Cloudflare’s fast-paced innovation allowed teams to implement new features without extensive testing.

During the failover process, failed API calls surged due to the technical glitch. With too many failed API calls, Cloudflare had to restrict request rates until around 17:57 UTC when the backup site was mostly operational.

Some newer products had not undergone full disaster recovery testing, which meant that certain services remained unavailable.

At 22:48 UTC on November 2, Flexential finally replaced the circuit breakers and began supplying power from the utility. Cloudflare’s team, who had been working tirelessly, decided to take a break, as the backup site could now handle most services.

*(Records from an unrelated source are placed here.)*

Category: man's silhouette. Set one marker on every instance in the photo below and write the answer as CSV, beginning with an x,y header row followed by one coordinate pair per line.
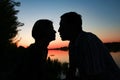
x,y
87,53
35,63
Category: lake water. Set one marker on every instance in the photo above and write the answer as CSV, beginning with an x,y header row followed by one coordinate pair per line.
x,y
62,56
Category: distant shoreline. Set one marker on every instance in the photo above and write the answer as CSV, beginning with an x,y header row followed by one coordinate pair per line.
x,y
112,47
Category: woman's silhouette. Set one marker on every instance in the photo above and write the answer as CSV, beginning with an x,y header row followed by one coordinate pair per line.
x,y
43,33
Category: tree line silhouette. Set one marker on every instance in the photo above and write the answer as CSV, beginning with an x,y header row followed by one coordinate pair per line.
x,y
11,56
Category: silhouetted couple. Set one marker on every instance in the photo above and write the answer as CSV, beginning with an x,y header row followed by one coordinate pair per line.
x,y
88,57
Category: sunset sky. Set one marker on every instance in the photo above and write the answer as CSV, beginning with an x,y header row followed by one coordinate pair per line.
x,y
101,17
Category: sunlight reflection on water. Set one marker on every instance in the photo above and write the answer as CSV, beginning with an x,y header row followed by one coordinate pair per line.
x,y
62,56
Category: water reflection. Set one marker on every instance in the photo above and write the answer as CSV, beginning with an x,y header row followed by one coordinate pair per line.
x,y
62,56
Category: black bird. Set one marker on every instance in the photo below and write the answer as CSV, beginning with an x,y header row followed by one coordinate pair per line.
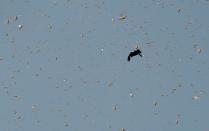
x,y
134,53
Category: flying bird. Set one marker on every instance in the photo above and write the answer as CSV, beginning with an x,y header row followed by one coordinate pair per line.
x,y
134,53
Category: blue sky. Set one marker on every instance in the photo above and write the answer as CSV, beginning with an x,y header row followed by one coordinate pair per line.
x,y
66,67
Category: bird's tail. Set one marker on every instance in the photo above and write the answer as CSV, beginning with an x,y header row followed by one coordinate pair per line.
x,y
129,58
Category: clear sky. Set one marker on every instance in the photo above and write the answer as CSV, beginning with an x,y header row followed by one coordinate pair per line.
x,y
64,65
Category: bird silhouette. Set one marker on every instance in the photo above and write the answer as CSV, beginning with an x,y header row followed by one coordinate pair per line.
x,y
134,53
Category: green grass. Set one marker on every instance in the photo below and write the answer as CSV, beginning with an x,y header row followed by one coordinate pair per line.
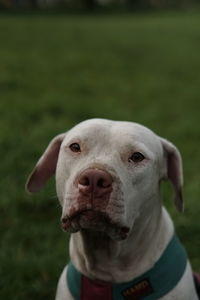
x,y
58,70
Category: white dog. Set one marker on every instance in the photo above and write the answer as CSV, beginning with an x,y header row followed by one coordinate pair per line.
x,y
123,245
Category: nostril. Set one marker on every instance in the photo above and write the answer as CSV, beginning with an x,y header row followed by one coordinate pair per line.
x,y
84,180
103,183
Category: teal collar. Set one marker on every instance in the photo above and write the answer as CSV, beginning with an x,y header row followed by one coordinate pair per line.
x,y
152,285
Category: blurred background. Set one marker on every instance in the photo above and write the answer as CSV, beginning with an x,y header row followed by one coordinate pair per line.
x,y
62,62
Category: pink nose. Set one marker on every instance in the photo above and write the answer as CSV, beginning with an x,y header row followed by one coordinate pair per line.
x,y
95,182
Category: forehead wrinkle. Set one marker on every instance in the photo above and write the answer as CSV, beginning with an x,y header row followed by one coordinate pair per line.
x,y
96,134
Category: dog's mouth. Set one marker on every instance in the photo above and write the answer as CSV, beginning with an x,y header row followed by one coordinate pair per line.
x,y
94,221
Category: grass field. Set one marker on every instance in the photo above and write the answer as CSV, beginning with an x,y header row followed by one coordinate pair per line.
x,y
57,70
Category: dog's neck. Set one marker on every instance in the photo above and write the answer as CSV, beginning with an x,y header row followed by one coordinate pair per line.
x,y
98,256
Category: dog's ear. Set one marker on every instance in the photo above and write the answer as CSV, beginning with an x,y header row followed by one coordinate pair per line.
x,y
46,166
174,171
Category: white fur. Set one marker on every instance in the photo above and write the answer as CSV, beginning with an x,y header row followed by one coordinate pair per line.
x,y
108,145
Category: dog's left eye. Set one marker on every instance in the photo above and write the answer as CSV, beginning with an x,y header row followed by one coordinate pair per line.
x,y
75,147
136,157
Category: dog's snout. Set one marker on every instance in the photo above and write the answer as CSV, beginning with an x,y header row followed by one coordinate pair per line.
x,y
95,181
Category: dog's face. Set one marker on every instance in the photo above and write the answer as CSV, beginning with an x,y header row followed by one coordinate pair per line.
x,y
107,173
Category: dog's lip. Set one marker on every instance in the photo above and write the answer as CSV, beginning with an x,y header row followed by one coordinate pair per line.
x,y
69,223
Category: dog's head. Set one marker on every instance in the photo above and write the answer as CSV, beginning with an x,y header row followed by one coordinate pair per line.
x,y
107,173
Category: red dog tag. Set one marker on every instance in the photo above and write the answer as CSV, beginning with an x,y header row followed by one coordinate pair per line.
x,y
95,290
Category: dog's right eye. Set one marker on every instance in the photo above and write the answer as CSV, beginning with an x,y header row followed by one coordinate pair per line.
x,y
75,147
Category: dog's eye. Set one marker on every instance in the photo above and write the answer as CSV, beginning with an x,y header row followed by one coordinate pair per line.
x,y
136,157
75,147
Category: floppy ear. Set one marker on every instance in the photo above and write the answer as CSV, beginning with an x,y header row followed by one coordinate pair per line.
x,y
174,171
46,166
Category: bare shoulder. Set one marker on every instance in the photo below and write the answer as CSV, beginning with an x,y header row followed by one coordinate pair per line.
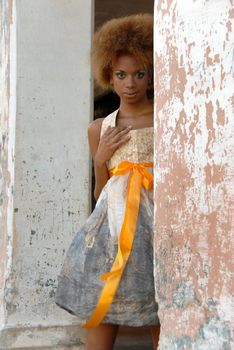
x,y
94,128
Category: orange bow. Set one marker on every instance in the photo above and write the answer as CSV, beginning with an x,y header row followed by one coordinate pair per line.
x,y
139,176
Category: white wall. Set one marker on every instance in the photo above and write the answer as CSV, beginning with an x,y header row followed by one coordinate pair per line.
x,y
51,174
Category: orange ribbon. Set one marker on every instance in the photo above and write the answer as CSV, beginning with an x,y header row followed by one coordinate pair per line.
x,y
139,176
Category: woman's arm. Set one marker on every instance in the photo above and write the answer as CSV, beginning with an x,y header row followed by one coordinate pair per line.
x,y
103,149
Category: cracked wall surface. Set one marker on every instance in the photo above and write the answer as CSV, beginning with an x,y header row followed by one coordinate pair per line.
x,y
45,109
194,154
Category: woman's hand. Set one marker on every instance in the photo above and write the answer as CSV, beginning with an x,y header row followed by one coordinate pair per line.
x,y
111,140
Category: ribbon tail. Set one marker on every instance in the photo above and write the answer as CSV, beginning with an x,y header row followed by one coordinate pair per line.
x,y
125,245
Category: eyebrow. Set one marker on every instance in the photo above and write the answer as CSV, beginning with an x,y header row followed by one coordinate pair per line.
x,y
123,71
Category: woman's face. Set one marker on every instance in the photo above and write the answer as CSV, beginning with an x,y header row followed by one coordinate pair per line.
x,y
129,79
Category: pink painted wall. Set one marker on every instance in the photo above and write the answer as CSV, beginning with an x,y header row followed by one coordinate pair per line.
x,y
194,158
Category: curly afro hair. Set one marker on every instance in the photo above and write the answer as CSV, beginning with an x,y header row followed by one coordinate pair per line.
x,y
131,35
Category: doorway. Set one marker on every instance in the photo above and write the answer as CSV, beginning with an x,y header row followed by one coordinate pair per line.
x,y
105,103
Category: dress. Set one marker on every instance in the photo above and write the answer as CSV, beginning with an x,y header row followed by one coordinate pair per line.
x,y
94,247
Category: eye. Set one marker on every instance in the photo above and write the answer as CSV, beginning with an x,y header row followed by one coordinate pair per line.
x,y
140,74
120,74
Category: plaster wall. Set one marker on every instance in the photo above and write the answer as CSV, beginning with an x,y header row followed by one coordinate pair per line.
x,y
47,105
194,172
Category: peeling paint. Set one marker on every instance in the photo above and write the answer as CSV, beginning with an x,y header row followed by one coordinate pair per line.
x,y
194,152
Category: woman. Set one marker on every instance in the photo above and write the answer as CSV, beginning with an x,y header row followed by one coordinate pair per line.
x,y
107,277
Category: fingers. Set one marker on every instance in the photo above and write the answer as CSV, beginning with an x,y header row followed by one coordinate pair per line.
x,y
117,130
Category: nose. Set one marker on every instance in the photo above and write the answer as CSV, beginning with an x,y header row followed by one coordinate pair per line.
x,y
130,81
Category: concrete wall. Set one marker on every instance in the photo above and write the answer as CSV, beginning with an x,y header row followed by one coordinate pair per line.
x,y
47,105
194,172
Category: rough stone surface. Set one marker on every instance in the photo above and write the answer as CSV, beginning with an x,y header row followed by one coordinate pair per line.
x,y
194,172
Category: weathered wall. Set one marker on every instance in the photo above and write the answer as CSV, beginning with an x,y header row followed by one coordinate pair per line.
x,y
193,172
46,95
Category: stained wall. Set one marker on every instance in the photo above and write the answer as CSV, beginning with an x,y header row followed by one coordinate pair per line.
x,y
46,89
194,172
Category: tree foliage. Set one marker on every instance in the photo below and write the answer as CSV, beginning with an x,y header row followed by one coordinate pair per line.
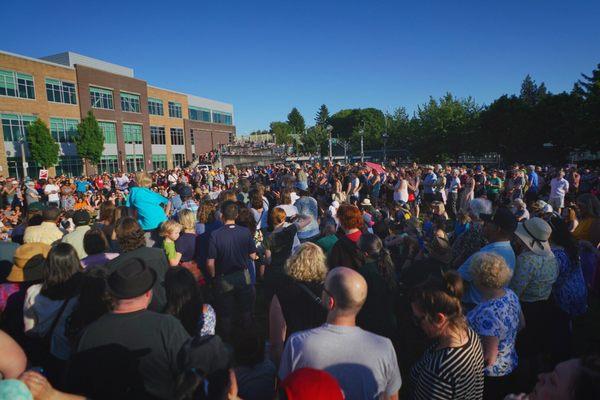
x,y
282,132
519,126
296,121
42,146
322,116
90,139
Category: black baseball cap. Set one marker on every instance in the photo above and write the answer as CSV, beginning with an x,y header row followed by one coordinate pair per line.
x,y
502,218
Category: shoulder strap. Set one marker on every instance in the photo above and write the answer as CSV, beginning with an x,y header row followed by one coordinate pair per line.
x,y
309,292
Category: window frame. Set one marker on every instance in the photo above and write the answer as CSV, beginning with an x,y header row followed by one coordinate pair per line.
x,y
100,89
61,91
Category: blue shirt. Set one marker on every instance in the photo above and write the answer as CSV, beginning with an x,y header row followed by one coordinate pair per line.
x,y
499,318
82,186
503,249
429,182
148,205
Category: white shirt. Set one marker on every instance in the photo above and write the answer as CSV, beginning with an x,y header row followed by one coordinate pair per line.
x,y
558,187
349,354
39,313
52,197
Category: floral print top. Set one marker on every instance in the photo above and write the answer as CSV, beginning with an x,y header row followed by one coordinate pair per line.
x,y
534,276
500,318
569,290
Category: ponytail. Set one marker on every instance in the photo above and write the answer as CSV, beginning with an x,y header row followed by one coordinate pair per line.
x,y
441,294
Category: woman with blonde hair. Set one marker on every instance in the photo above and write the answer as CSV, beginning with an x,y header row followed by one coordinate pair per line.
x,y
496,320
296,305
149,207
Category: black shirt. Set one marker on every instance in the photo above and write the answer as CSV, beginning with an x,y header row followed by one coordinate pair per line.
x,y
131,355
230,247
157,260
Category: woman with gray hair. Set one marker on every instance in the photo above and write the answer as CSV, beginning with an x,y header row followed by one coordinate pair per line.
x,y
473,239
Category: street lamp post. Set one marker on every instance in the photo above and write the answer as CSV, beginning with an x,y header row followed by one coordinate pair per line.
x,y
362,145
23,158
329,130
385,137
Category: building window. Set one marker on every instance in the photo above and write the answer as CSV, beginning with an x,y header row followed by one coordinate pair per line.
x,y
155,106
108,164
15,84
61,91
157,135
176,136
101,98
15,167
14,126
134,163
199,114
222,118
63,130
159,161
69,166
110,131
132,133
174,109
178,160
130,102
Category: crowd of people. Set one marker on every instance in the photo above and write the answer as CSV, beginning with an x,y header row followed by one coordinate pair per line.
x,y
299,281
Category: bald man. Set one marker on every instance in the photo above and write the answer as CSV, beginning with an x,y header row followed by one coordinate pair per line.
x,y
364,364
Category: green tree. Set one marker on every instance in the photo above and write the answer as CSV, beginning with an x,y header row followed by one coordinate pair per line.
x,y
90,139
322,116
42,146
296,121
588,89
531,93
282,132
446,127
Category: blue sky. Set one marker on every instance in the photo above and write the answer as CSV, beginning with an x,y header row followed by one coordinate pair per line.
x,y
266,57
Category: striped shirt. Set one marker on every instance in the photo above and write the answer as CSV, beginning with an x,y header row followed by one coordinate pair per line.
x,y
450,373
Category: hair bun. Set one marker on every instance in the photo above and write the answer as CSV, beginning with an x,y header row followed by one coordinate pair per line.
x,y
453,284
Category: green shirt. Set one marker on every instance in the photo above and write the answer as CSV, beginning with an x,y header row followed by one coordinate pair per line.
x,y
169,249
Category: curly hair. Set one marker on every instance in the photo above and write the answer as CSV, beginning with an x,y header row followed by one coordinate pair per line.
x,y
350,217
490,270
130,234
307,264
206,212
187,219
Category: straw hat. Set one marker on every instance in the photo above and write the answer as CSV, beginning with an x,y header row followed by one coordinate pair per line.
x,y
534,233
28,262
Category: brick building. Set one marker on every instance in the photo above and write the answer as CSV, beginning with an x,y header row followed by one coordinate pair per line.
x,y
145,127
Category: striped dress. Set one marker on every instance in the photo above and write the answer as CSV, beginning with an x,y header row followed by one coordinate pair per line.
x,y
450,373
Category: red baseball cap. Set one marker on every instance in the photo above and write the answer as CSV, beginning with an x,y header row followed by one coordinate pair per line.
x,y
311,384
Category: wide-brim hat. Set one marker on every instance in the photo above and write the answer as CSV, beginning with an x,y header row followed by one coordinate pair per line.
x,y
131,279
534,233
29,261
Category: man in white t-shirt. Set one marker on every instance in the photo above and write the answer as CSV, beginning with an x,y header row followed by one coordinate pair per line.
x,y
51,190
363,363
559,187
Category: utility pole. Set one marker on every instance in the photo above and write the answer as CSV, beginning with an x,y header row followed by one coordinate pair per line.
x,y
329,130
362,145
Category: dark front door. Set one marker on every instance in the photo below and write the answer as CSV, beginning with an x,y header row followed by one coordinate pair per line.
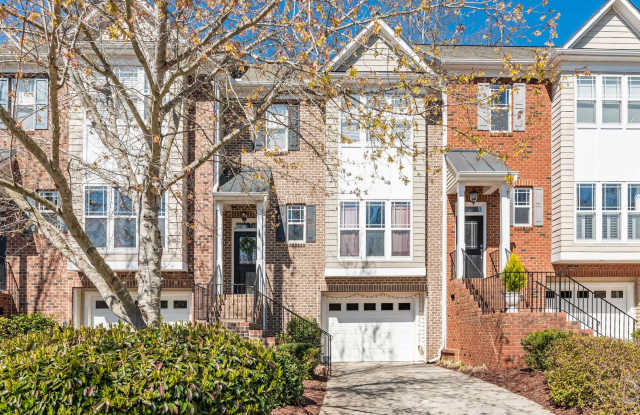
x,y
244,262
473,237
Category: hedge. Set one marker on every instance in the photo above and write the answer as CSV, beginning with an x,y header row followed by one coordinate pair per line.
x,y
595,372
23,323
175,369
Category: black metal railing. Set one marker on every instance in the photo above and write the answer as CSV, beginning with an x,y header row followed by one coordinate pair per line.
x,y
219,302
552,293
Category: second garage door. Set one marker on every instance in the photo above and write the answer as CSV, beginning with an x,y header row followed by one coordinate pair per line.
x,y
372,329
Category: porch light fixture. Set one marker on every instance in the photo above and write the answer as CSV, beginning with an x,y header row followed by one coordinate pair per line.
x,y
473,196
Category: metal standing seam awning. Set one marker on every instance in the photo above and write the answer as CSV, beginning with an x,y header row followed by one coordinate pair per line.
x,y
471,168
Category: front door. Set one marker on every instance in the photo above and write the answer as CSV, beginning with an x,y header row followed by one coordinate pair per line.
x,y
473,239
244,261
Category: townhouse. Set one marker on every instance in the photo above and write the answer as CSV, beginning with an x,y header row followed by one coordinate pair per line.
x,y
403,264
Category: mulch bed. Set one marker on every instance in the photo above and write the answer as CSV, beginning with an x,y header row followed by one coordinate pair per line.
x,y
314,390
526,382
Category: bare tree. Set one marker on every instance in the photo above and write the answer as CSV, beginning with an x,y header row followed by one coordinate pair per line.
x,y
142,112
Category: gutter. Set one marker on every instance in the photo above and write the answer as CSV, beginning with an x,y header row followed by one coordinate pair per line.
x,y
443,316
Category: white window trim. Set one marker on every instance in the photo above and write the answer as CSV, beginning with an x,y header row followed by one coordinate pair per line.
x,y
303,223
286,132
110,218
509,106
598,214
624,110
530,206
364,141
362,228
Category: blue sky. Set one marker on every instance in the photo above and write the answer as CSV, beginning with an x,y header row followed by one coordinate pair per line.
x,y
573,14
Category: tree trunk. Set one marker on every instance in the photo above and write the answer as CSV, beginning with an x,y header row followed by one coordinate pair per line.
x,y
149,276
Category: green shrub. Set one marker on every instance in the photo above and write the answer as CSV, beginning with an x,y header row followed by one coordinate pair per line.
x,y
537,345
301,330
23,323
306,353
514,274
175,369
595,372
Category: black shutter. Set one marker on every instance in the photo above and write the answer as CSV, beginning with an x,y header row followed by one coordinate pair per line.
x,y
259,134
294,127
311,223
281,236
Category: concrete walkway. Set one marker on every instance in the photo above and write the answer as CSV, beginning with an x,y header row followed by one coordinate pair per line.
x,y
384,388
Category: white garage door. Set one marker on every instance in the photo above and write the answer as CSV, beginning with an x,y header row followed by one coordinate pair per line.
x,y
174,306
372,330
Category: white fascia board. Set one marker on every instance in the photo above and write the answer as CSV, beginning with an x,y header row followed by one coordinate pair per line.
x,y
375,272
569,257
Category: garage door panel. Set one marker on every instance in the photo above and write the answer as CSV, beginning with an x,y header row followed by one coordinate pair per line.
x,y
358,335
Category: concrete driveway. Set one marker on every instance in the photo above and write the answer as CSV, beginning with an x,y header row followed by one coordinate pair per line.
x,y
386,388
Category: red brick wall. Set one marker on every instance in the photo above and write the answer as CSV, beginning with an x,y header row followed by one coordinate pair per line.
x,y
528,152
478,339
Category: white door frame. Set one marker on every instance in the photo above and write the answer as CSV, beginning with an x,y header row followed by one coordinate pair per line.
x,y
234,222
483,205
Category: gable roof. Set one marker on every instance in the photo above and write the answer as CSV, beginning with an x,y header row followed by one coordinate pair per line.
x,y
624,8
381,29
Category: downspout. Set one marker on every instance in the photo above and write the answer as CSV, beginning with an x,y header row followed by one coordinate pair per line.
x,y
444,232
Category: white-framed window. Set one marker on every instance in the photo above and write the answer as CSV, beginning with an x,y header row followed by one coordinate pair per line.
x,y
611,210
633,219
586,211
110,218
30,101
296,231
277,130
611,100
500,108
614,207
349,229
400,229
375,229
522,210
586,103
385,232
633,104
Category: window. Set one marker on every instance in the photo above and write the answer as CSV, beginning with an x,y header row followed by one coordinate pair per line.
x,y
375,215
633,226
95,212
585,217
633,106
611,211
522,206
110,218
277,127
586,111
179,304
295,223
124,227
48,214
500,106
349,229
611,100
400,228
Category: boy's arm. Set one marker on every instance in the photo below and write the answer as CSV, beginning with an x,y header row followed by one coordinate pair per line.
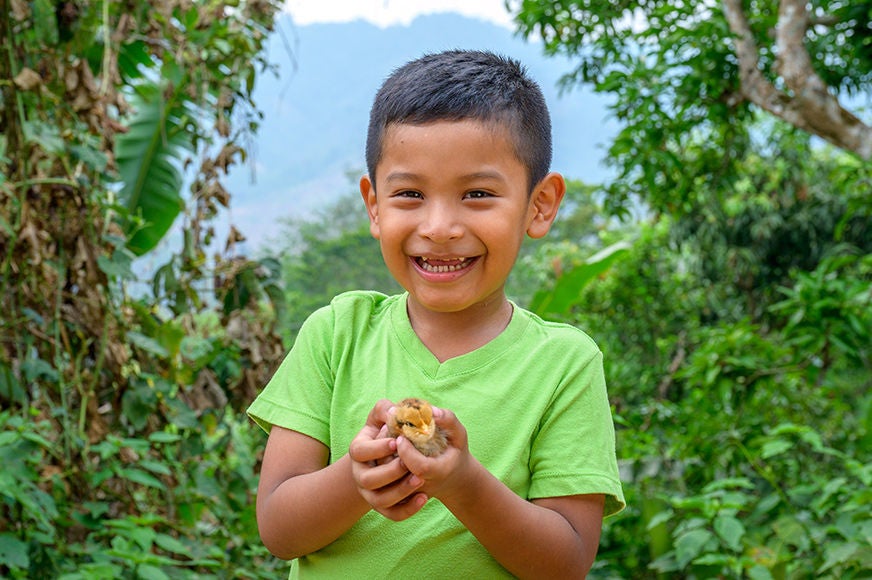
x,y
303,503
549,537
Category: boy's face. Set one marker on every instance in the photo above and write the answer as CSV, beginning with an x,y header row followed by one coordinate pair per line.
x,y
452,210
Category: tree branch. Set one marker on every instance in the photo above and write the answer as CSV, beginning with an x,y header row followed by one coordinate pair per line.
x,y
809,105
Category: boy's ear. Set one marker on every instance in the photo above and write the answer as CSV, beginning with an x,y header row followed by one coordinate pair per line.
x,y
544,202
367,191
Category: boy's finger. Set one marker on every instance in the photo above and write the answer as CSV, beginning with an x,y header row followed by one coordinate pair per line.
x,y
382,477
405,509
364,448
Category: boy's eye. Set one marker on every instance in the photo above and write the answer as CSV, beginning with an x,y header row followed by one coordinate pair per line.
x,y
477,194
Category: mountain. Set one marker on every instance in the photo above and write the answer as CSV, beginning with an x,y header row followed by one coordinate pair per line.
x,y
316,111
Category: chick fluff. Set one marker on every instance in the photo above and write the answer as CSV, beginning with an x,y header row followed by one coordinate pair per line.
x,y
414,421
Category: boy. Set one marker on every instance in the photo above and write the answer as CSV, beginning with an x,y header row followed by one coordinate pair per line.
x,y
458,155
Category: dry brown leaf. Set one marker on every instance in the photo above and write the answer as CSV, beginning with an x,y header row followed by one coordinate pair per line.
x,y
27,79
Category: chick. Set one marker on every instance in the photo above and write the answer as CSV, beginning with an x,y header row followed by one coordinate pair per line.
x,y
414,421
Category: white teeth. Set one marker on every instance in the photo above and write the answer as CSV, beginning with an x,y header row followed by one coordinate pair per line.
x,y
440,269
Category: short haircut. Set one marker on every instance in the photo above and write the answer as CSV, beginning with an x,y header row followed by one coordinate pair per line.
x,y
458,85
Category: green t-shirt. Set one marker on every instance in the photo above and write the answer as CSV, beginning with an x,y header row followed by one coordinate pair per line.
x,y
533,402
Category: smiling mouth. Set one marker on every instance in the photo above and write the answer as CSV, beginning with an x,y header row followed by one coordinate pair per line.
x,y
439,266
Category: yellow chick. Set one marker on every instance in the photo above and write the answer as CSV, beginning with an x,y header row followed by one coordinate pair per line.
x,y
414,421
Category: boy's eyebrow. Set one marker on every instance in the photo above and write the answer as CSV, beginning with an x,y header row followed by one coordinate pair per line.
x,y
409,176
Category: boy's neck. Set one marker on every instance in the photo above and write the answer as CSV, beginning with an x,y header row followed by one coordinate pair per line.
x,y
452,334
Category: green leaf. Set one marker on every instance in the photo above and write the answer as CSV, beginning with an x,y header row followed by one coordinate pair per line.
x,y
731,531
171,544
837,553
147,344
13,552
775,447
164,437
120,266
690,545
142,477
45,21
148,572
149,156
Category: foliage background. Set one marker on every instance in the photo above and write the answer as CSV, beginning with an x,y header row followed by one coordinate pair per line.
x,y
734,314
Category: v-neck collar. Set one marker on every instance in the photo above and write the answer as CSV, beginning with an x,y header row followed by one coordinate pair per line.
x,y
465,363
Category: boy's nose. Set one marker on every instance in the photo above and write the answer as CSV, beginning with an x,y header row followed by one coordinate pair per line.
x,y
441,224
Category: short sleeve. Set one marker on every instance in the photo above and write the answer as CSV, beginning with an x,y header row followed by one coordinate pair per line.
x,y
298,395
573,451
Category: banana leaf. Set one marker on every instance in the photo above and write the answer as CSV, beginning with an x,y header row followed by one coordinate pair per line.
x,y
149,156
567,290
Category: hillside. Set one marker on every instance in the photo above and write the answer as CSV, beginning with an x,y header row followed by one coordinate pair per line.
x,y
313,132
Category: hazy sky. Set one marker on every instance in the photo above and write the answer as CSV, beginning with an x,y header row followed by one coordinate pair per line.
x,y
391,12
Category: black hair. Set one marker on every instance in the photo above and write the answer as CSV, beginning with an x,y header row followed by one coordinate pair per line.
x,y
464,84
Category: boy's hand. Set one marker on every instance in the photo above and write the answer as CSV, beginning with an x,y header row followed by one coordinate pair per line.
x,y
447,473
382,479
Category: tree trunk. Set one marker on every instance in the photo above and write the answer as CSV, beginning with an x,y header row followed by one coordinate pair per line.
x,y
807,102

Starting on November 3, Cloudflare began the process of restoring the Flexential data center. This involved physically starting network equipment, booting thousands of servers, and restoring services. The servers also required reconfiguration, which took an additional three hours to rebuild management configuration servers. Some services depended on others, so the order of operations was crucial.

Once the configuration servers were operational, engineers started working on other servers, with each server taking between 10 minutes and 2 hours to rebuild. The entire service was finally restored at 04:25 UTC on November 4.

For users interested in operations, it is recommended to read Cloudflare’s original post-mortem to learn from the lessons: CloudFlare Post-Mortem on Control Plane and Analytics Outage.